The Validation Process
At the final stage of the design, before tooling is started, a final pass simulation ensures all concerns have been adequately addressed. Here, to an even greater extent than earlier phases, it is essential that modeling tools and methodologies have been validated, especially if the tools have been used to establish specification limits for the design. Lack of validation can result in costly design respins months after tooling was starting.
These delays can prove catastrophic to products in the highly competitive electronics market. In fact, a recent iNEMI task force estimated that missing a design cycle on a high-volume product can easily cost $500 million in lost opportunity, as well as lost engineering resources. As such, any team relying on co-design should adequately validate the tools.
The validation process includes running benchmarks, comparing tool outcomes to analytical results, matching tool calculations to bench experiments, validating the reliability conclusions of the tool, and performing mesh sensitivity studies to ensure the physics are adequately captured by the descretization.

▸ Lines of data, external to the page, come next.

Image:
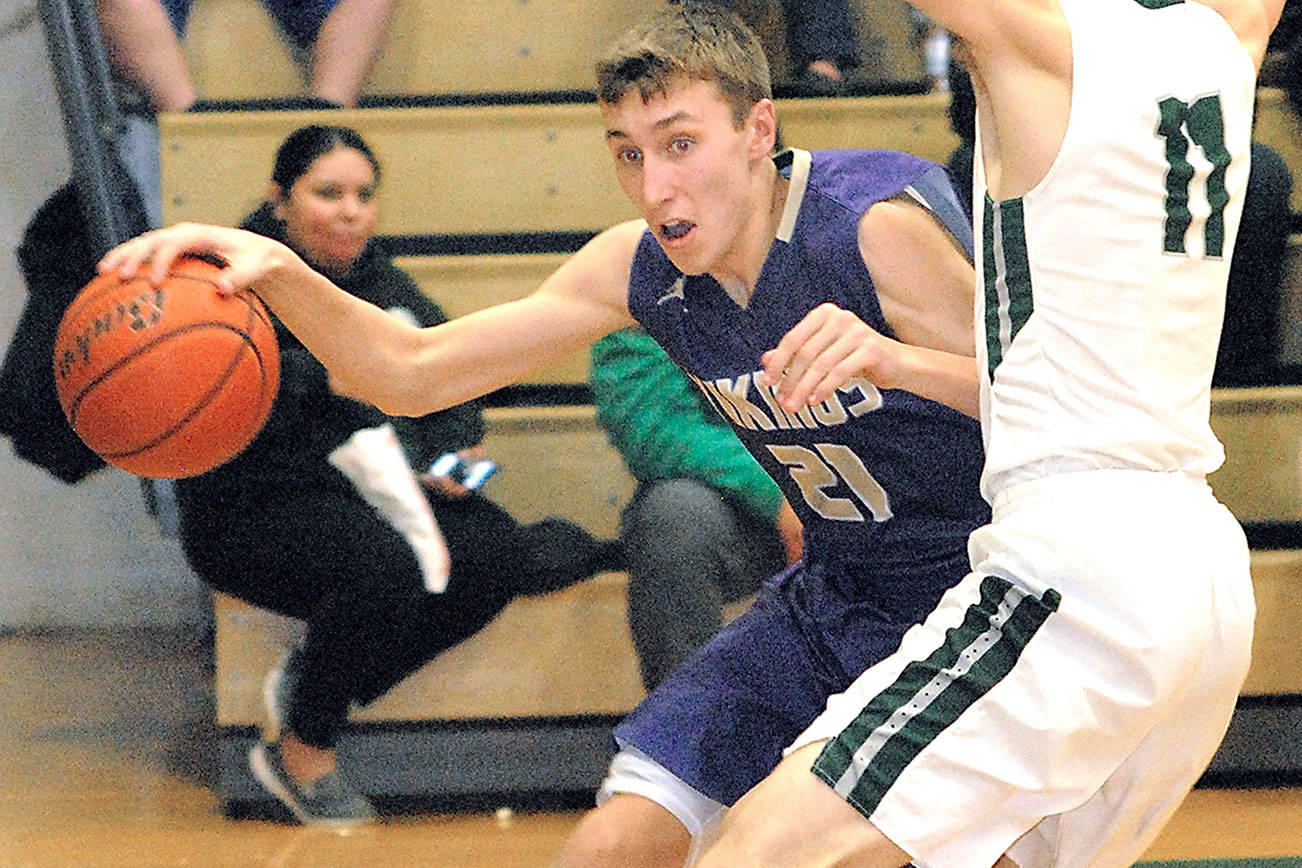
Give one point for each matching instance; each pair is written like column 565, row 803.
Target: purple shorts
column 721, row 720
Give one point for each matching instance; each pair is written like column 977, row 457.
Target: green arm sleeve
column 655, row 418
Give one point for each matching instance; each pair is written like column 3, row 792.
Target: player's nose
column 658, row 181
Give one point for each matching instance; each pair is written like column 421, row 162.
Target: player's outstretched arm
column 378, row 358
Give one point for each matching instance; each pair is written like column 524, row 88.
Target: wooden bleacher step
column 490, row 168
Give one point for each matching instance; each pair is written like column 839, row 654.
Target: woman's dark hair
column 301, row 149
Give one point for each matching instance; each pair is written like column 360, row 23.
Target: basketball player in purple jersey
column 736, row 247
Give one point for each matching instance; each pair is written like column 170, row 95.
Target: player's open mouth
column 676, row 229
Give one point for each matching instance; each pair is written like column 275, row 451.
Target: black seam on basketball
column 198, row 407
column 74, row 405
column 203, row 402
column 80, row 302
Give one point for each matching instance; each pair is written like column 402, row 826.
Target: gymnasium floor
column 106, row 754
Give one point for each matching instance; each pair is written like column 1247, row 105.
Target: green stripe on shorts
column 869, row 755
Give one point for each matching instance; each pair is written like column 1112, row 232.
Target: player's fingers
column 844, row 358
column 777, row 361
column 809, row 366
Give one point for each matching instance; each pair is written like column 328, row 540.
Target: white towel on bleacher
column 374, row 462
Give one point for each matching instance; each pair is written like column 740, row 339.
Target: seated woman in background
column 283, row 528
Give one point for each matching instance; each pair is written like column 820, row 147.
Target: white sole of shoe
column 261, row 767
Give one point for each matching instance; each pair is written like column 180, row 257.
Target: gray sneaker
column 276, row 689
column 328, row 802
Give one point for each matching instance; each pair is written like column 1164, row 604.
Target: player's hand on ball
column 822, row 352
column 248, row 257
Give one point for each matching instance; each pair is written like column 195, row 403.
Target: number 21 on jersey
column 830, row 465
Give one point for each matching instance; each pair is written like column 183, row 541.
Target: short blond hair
column 692, row 40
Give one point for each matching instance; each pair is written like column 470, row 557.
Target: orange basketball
column 169, row 380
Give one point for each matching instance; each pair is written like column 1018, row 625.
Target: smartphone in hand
column 471, row 474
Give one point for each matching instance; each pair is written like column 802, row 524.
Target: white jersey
column 1104, row 285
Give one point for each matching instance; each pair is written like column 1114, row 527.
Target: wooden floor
column 106, row 759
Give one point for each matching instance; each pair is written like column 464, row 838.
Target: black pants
column 327, row 558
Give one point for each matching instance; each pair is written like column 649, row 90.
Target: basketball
column 169, row 380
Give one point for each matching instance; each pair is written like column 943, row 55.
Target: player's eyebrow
column 663, row 122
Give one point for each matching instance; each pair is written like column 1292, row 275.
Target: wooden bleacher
column 525, row 707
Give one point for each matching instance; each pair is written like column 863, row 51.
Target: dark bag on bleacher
column 56, row 259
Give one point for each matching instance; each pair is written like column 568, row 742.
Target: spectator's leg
column 822, row 34
column 688, row 552
column 146, row 52
column 346, row 47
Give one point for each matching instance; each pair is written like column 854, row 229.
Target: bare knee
column 793, row 819
column 626, row 832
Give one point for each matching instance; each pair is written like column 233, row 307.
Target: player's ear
column 276, row 197
column 763, row 128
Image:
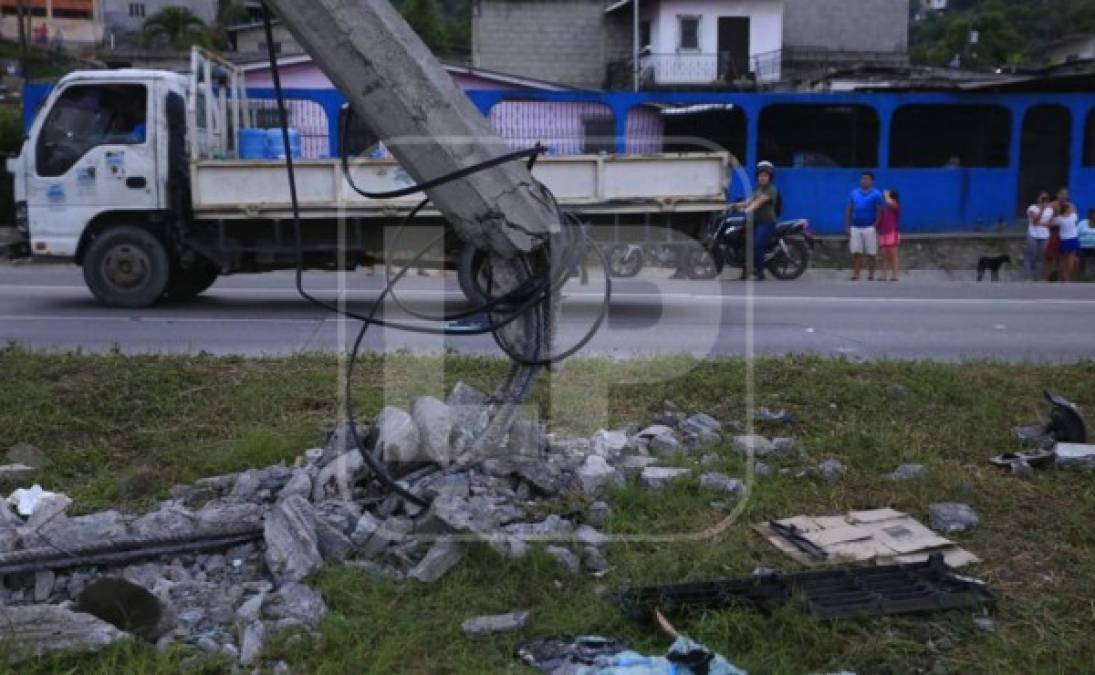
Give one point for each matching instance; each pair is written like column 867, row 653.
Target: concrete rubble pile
column 330, row 508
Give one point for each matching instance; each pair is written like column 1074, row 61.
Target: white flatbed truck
column 137, row 176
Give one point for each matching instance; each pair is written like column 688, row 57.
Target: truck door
column 94, row 152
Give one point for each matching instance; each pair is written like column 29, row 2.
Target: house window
column 929, row 136
column 690, row 33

The suite of benchmark studies should be run after each software release since bugs sometimes creep into the codes that escape the tool vendor’s notice. Often, the software vendor can quickly correct bugs found through such benchmarking. But in some cases, bugs aren’t corrected for many releases. Responsiveness of tool vendors to correct errors should be a top criterion in the selection of tools, especially when the success of the enterprise depends on it.
Don’t Overestimate Software Analysis
The need for knowledgeable experts throughout this process can’t be over-emphasized. State-of-the art software currently supplies numbers, which is extremely important. But there is a strong need for knowledge experts to evaluate the data and draw conclusions related to the design optimization. In other words, the modeling engineer should supply solutions, not numbers.
Co-design engineers should be open to innovative ways to overcome problems, suggest alternatives, make engineering judgments, question whether all issues are addressed, and be as knowledgeable as possible of other fields so they can assess how suggestions will impact others throughout the design chain.
When all the ingredients for effective co-design are in place, design cycles are shortened, respins are eliminated, end performance is improved, and better products result. The advantages are so compelling that most design teams use some form of co-design. With additional strengthening of the methodology, further product and flow improvements are possible.